The exhibit, located in the Williams Visual Arts Building, will run through Feb. 24. Grossman Gallery hours are Tuesday – Saturday, 10 a.m. – 5 p.m.
Kewley will also host a public lecture at 4:15 p.m. Feb. 1 in room 108 in the Williams Center for the Arts, a public reception from 5:30-7 p.m. Feb. 1 in the Grossman Gallery, and a number of private educational workshops for high school students in Toia’s community program and Lafayette students.
Kewley works predominately in collage and oil painting and both of these techniques feed off each other. His pieces appear as well-defined patchworks of color with no layering or blending.
“Collage was a natural progression for Ken. His paintings are constructed in a manner similar to collage, placing one hue against another,” says Jim Toia, director of the gallery and the College’s Community Based Teaching Program. “His work is driven by how colors react to one another and how those optic dynamics reflect back into our eyes.”
Kewley received a degree in painting from the University of California, Santa Barbara, in 1976 and then spent a number of years working at the Metropolitan Museum of Art in New York in order to be close to great art. He later moved to Easton in search of studio space. Many of his paintings and collages use Easton and the surrounding area as inspiration such as “From South Fifth Street, Easton, Pa.”
The exhibit contains more than 60 pieces created from 1981-2006. A number of his collages are interpretations of works by famous artists. He examines the colors of a painting by Picasso, Renoir, or Braque and depicts what he sees through the placement of shaped bits of paper. This intricate process brings out a field of colors working together to produce a combined effect.
A review of Kewley’s work in the December 2005 edition of ARTnews says, “Ken Kewley’s precise paper collages reconstructed familiar motifs – clothed figures, nudes, towns and cityscapes, as well as variations on famous paintings – and made them look new. Regardless of its subject matter, each of them compressed the larger world into a beguiling little picture cut and faceted like a jewel.”
Many of Kewley’s oil paintings have an equal amount of focus on the juxtaposition of color and appear collage-like because of the use of blocks of color with no blending. Other works in the show are abstract and observational paintings, and landscapes and still lifes in both collage and oil painting. The exhibit is organized by both type of technique and theme of content.
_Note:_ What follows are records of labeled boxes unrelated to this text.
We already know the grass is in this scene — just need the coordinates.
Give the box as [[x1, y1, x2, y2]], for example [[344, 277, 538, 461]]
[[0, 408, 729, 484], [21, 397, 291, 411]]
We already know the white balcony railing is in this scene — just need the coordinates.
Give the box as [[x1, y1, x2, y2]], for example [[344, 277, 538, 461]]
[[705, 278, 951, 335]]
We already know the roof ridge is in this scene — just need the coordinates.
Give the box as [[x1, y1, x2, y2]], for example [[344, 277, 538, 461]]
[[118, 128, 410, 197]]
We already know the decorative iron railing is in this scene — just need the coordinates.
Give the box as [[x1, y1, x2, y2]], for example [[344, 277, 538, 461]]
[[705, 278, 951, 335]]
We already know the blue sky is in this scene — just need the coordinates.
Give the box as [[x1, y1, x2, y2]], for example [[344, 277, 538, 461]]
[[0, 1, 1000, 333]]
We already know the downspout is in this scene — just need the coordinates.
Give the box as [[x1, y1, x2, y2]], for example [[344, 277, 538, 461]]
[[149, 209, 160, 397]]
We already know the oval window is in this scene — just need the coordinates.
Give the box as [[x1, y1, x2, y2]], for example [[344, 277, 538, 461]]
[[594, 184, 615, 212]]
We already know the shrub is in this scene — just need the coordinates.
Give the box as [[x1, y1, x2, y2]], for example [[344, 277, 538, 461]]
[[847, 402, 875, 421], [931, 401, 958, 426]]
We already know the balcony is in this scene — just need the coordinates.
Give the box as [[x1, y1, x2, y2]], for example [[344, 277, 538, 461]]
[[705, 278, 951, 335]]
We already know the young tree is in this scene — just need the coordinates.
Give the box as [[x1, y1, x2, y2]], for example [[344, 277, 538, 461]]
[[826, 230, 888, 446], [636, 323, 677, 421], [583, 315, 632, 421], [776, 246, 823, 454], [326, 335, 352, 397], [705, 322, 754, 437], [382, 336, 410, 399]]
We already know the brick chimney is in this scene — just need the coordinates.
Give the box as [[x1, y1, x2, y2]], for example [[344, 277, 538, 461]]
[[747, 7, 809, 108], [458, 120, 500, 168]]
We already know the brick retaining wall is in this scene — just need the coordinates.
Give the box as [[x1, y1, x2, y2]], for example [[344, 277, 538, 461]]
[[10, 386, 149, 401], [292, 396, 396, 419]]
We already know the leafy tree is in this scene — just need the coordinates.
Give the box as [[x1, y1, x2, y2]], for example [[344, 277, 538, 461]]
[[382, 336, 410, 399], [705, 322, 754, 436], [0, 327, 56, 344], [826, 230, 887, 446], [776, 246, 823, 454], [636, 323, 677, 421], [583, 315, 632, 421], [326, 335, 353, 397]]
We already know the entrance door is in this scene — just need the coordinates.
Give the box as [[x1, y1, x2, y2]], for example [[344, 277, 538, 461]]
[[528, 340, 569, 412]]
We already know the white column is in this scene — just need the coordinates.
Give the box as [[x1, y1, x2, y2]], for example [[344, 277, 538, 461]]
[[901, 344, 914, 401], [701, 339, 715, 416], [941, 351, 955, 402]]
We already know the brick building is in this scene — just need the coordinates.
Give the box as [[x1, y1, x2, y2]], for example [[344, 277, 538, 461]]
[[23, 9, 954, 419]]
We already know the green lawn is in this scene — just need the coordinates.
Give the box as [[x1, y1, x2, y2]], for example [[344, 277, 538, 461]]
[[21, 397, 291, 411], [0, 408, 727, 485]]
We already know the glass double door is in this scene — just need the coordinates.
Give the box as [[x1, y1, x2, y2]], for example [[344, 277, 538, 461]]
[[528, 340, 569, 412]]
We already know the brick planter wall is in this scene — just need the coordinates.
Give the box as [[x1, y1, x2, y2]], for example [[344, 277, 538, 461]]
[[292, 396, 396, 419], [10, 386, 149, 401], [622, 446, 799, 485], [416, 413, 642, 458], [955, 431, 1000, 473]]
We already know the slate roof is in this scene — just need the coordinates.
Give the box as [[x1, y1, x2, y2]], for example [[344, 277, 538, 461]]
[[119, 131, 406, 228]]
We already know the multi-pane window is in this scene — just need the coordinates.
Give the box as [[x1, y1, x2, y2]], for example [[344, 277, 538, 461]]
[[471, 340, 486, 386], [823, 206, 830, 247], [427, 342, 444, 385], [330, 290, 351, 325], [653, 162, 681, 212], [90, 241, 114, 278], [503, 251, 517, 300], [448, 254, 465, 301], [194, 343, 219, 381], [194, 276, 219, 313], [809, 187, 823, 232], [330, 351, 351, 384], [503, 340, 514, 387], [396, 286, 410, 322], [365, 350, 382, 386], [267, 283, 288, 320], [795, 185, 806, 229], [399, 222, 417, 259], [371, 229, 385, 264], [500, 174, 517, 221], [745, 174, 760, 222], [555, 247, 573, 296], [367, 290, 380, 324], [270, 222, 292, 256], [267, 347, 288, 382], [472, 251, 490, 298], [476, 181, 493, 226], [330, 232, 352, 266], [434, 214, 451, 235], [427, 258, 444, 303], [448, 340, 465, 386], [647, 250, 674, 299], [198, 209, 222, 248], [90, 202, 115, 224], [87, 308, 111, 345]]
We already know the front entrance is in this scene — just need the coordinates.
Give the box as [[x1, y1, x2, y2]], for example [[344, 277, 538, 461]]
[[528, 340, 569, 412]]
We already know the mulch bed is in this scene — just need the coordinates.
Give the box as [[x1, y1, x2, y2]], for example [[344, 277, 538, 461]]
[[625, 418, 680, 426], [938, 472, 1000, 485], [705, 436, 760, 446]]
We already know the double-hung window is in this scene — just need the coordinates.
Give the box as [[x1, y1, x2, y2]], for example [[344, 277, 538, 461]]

Toia stresses that Kewley’s exhibit is a perfect example of the goal of the Williams Visual Arts Building to be an educational tool for the community. Kewley took advantage of many of the program’s public Thursday Night Open Studio drawing sessions.
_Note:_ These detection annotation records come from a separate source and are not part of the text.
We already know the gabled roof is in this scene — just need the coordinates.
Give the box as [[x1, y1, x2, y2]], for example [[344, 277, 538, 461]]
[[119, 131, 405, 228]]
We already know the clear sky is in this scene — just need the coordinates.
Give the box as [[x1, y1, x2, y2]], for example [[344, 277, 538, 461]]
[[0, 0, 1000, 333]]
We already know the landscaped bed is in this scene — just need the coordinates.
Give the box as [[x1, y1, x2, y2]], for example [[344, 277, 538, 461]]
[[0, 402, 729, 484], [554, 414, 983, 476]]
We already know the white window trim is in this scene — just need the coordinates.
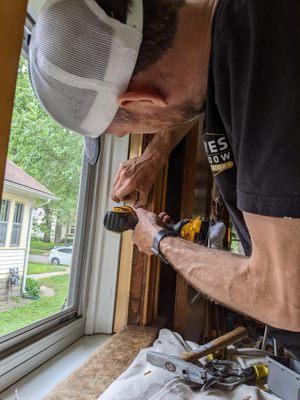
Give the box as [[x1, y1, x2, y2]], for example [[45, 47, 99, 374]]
[[0, 135, 129, 391], [0, 318, 84, 392]]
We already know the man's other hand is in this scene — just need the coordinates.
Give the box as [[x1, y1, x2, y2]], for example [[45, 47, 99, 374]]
[[132, 208, 165, 255], [112, 154, 164, 207]]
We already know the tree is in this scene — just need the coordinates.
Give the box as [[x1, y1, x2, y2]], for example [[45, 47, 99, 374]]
[[8, 56, 83, 242]]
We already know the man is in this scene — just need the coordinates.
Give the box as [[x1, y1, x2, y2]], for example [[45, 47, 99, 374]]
[[208, 197, 226, 250], [30, 0, 300, 357]]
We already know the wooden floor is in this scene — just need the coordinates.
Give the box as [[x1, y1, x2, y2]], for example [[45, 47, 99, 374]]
[[45, 326, 160, 400]]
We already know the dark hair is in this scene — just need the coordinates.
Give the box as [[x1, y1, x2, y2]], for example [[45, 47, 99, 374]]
[[96, 0, 184, 73]]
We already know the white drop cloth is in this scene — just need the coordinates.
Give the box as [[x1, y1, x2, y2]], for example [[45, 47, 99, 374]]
[[99, 329, 278, 400]]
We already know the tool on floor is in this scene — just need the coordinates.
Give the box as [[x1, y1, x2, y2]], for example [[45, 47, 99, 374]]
[[146, 350, 268, 391], [103, 206, 209, 244], [267, 356, 300, 400], [181, 326, 248, 362], [146, 328, 268, 391]]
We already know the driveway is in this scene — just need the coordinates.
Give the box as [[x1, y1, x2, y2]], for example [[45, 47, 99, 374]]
[[29, 254, 51, 264]]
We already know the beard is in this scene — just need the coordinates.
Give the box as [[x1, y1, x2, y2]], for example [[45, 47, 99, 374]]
[[112, 98, 205, 133]]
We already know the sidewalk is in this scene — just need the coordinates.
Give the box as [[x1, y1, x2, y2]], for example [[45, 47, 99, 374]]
[[27, 268, 70, 279]]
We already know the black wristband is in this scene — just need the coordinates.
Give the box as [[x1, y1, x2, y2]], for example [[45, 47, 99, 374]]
[[151, 229, 178, 265]]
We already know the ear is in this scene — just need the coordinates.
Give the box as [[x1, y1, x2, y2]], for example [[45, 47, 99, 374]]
[[118, 86, 168, 109]]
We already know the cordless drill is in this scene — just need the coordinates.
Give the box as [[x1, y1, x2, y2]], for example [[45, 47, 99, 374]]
[[104, 206, 209, 245]]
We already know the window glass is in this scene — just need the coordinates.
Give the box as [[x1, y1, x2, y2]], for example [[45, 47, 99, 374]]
[[0, 56, 83, 336], [0, 200, 10, 246], [10, 203, 24, 247]]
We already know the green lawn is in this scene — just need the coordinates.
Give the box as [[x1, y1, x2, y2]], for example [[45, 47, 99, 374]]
[[0, 275, 70, 335], [29, 249, 49, 255], [27, 262, 67, 275]]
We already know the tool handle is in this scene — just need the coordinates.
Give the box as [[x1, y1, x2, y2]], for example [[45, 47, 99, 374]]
[[181, 326, 248, 362]]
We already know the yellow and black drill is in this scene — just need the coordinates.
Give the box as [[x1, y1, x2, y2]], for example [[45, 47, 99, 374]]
[[104, 206, 209, 245]]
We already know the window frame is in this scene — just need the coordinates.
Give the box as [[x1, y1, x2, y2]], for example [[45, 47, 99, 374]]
[[0, 199, 11, 247], [0, 7, 129, 392], [9, 201, 25, 248]]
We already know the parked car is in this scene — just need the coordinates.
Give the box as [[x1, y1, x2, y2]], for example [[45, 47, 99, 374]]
[[49, 246, 73, 265]]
“It is rewarding to see that work come back to us,” he says. “[The programs] are a way for the College to give back to the community and share local talent with the world.”
Toia also believes Kewley’s approach to art, with its focus on color and form, lends itself well to teaching and the multidisciplinary nature of the arts. This is why Kewley will be holding workshops with art students in various courses as well as a course focusing on vision taught by Elaine Reynolds, associate professor of biology and co-chair of neuroscience.
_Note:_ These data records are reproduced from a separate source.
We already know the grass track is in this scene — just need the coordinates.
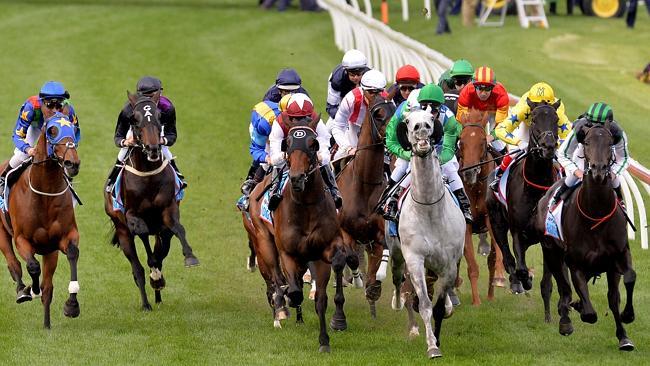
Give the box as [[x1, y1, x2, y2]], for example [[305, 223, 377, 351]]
[[0, 0, 650, 365]]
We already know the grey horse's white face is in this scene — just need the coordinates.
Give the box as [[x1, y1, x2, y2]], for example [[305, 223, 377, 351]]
[[404, 110, 434, 156]]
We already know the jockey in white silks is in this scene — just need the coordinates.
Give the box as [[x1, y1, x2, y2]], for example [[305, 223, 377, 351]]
[[269, 93, 343, 211]]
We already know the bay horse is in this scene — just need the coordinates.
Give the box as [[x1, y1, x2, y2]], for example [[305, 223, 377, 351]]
[[104, 92, 199, 311], [246, 117, 358, 352], [0, 108, 80, 329], [456, 108, 505, 305], [393, 110, 466, 358], [487, 100, 561, 294], [536, 122, 636, 351], [337, 93, 395, 318]]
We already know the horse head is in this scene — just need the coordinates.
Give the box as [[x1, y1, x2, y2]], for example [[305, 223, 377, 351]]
[[127, 91, 162, 162], [404, 109, 442, 157], [456, 108, 488, 184], [43, 108, 81, 177], [285, 117, 320, 192], [576, 121, 614, 184], [528, 99, 561, 160]]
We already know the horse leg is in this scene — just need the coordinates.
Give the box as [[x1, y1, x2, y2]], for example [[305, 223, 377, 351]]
[[607, 271, 634, 351], [571, 269, 598, 324], [314, 259, 330, 353], [116, 228, 151, 311], [163, 204, 199, 268], [464, 225, 481, 306], [41, 251, 59, 329], [404, 253, 442, 358], [621, 250, 636, 324], [63, 237, 79, 318], [0, 229, 27, 304]]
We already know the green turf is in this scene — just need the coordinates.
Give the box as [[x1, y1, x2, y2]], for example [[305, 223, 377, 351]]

“It is natural to bring in beginning students to talk about composition and organizational relationships,” he says. “The sessions will be exceptionally valuable because Ken’s focus on structure can translate into any of the visual arts.”
Kewley has held solo exhibitions at galleries in New York, Boston, San Francisco, Pittsburgh, and La Jolla, Calif., and has been part of dozens of group exhibitions all over the country. His most recent show was at Connexions Gallery in Easton, from Sept. 23- Nov. 12, 2006.